Of course the world has moved on since 21st July and no one is now pretending that the amount of the proposed increase (to €440bn) is enough: consensus is that to work it needs to be €2 or perhaps even €3 trillion. But now even the €440bn has been voted down.
This whole sorry story is illustrative of the structural problems of the Eurozone. When it was formed many of us warned that as well as being unable to weather a crisis for financial reasons, the decision making procedure was too unwieldy. As a result the Eurozone moved towards an oligarchy of People Who Matter (France and Germany with occasional references to their mates like Holland and Luxembourg), and when these two brought the tablets down from the mountain the others would be expected to toe the line.
Three problems here: one is that you could hardly pick a worse pair of ditherers than Angela Merkel and Nicolas Sarkozy. Second, the twin Moses figures do not have corresponding interests and rarely agree, the latest sticking point being that France wants to be bailed out by the EFSF while Germany says it is for crisis-hit nations only.
The last point is that this bullying is genuinely resented by the smaller nations. Franco Frattini, the excellent foreign minister of Italy, has recently voiced his disapproval. Smaller nations, like Slovakia, scarcely dare do that. Instead, the European ship, as it so often has, founders on the rock of democracy. The Euro-elite hate democracy but they are stuck with it, and countries like Slovakia, which only achieved democracy after the collapse of the Soviet Union, are some of the keenest exponents.

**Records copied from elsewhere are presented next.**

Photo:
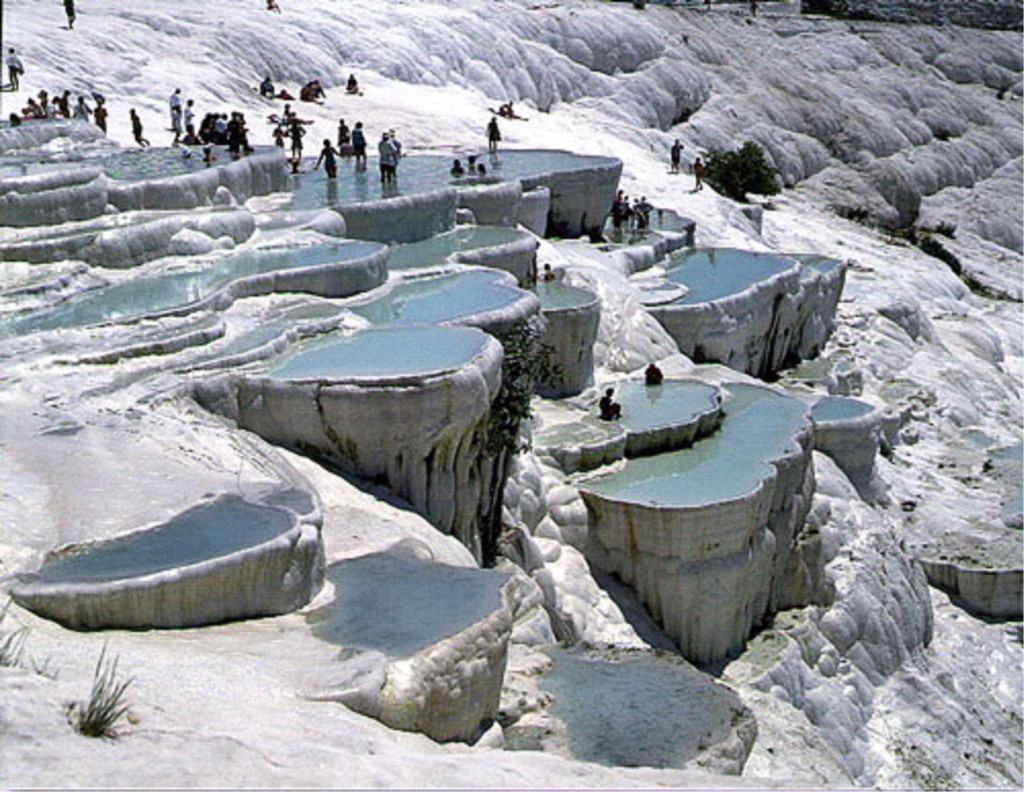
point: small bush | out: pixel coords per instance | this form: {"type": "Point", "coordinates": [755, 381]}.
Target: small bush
{"type": "Point", "coordinates": [854, 213]}
{"type": "Point", "coordinates": [107, 704]}
{"type": "Point", "coordinates": [935, 248]}
{"type": "Point", "coordinates": [739, 172]}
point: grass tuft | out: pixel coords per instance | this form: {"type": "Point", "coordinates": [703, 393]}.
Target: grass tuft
{"type": "Point", "coordinates": [107, 704]}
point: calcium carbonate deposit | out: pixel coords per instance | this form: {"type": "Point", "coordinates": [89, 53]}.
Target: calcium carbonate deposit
{"type": "Point", "coordinates": [454, 476]}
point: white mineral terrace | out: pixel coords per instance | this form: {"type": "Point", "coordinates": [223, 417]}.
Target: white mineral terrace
{"type": "Point", "coordinates": [272, 441]}
{"type": "Point", "coordinates": [224, 559]}
{"type": "Point", "coordinates": [705, 535]}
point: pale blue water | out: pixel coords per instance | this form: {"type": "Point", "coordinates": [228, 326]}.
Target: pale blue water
{"type": "Point", "coordinates": [210, 531]}
{"type": "Point", "coordinates": [146, 295]}
{"type": "Point", "coordinates": [839, 409]}
{"type": "Point", "coordinates": [813, 261]}
{"type": "Point", "coordinates": [759, 426]}
{"type": "Point", "coordinates": [399, 605]}
{"type": "Point", "coordinates": [382, 352]}
{"type": "Point", "coordinates": [11, 167]}
{"type": "Point", "coordinates": [555, 294]}
{"type": "Point", "coordinates": [436, 250]}
{"type": "Point", "coordinates": [441, 298]}
{"type": "Point", "coordinates": [637, 709]}
{"type": "Point", "coordinates": [672, 403]}
{"type": "Point", "coordinates": [419, 173]}
{"type": "Point", "coordinates": [713, 274]}
{"type": "Point", "coordinates": [161, 162]}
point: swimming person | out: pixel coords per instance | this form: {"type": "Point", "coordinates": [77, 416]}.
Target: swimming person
{"type": "Point", "coordinates": [494, 134]}
{"type": "Point", "coordinates": [610, 409]}
{"type": "Point", "coordinates": [652, 375]}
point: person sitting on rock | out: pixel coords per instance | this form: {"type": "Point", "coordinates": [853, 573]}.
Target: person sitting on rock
{"type": "Point", "coordinates": [610, 410]}
{"type": "Point", "coordinates": [312, 91]}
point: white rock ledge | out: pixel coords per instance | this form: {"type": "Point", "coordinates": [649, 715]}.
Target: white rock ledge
{"type": "Point", "coordinates": [433, 668]}
{"type": "Point", "coordinates": [51, 197]}
{"type": "Point", "coordinates": [408, 218]}
{"type": "Point", "coordinates": [133, 582]}
{"type": "Point", "coordinates": [580, 195]}
{"type": "Point", "coordinates": [763, 327]}
{"type": "Point", "coordinates": [421, 431]}
{"type": "Point", "coordinates": [257, 174]}
{"type": "Point", "coordinates": [849, 431]}
{"type": "Point", "coordinates": [572, 317]}
{"type": "Point", "coordinates": [711, 568]}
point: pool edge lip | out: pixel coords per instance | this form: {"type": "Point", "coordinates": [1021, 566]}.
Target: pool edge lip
{"type": "Point", "coordinates": [749, 291]}
{"type": "Point", "coordinates": [243, 287]}
{"type": "Point", "coordinates": [370, 381]}
{"type": "Point", "coordinates": [794, 448]}
{"type": "Point", "coordinates": [170, 575]}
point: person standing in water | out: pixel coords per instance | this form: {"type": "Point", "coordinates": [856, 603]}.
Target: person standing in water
{"type": "Point", "coordinates": [359, 144]}
{"type": "Point", "coordinates": [14, 68]}
{"type": "Point", "coordinates": [494, 135]}
{"type": "Point", "coordinates": [99, 115]}
{"type": "Point", "coordinates": [136, 128]}
{"type": "Point", "coordinates": [328, 157]}
{"type": "Point", "coordinates": [295, 133]}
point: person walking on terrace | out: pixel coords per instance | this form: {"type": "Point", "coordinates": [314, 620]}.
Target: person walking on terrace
{"type": "Point", "coordinates": [609, 409]}
{"type": "Point", "coordinates": [136, 128]}
{"type": "Point", "coordinates": [329, 157]}
{"type": "Point", "coordinates": [676, 155]}
{"type": "Point", "coordinates": [494, 135]}
{"type": "Point", "coordinates": [359, 146]}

The principal mover of this Slovakian démarche is Richard Sulik, head of the Freedom and Solidarity Party, and a member of the Government. Here is what he said:
'A few years back, we survived an economic crisis. With great effort and tough reforms, we put it behind us. Today, Slovakia has the lowest average salaries in the euro zone. How am I supposed to explain to people that they are going to have to pay a higher value-added tax (VAT) so that Greeks can get pensions three times as high as the ones in Slovakia?'
Seems fairly sensible. Greece is richer per capita than Slovakia, with the Slovakian average wage being roughly equivalent to the Greek minimum wage.
Sulik also pointed out that to meet their obligations under the EFSF the average German would have to work 120 hours more, whereas to meet their obligations the average Slovak would have to work another 300 hours. That's more than an extra hour per working day to help out people richer than them.
Take a step back and think what the average person would have done to mitigate such a disaster. It's insurance, no? You insure your house so that when the roof falls off the money is ready to rebuild it. The EFSF might have worked as an insurance policy, set up from the start. But they couldn't do that because it would have looked as if there was the possibility of failure.
Now, failure is upon them.
What will happen? I would guess the Slovaks will be told to vote again until they get the right answer, but it will cause delays - the government seems to have fallen - and even then it is to approve something everyone knows is insufficient to do the job it was designed to do.
It is not impossible that the incompetence and wilful blindness of the Euro-elite, its insistence on a political dream which was obviously impossible, will now bring the entire world financial system crashing down. As a monument to stubbornness, stupidity and blind obedience to the diktats of an unelected elite, the Euro will be looked on by later generations as ours looked on the memorials to the fallen in the First World War: with shuddering incomprehension.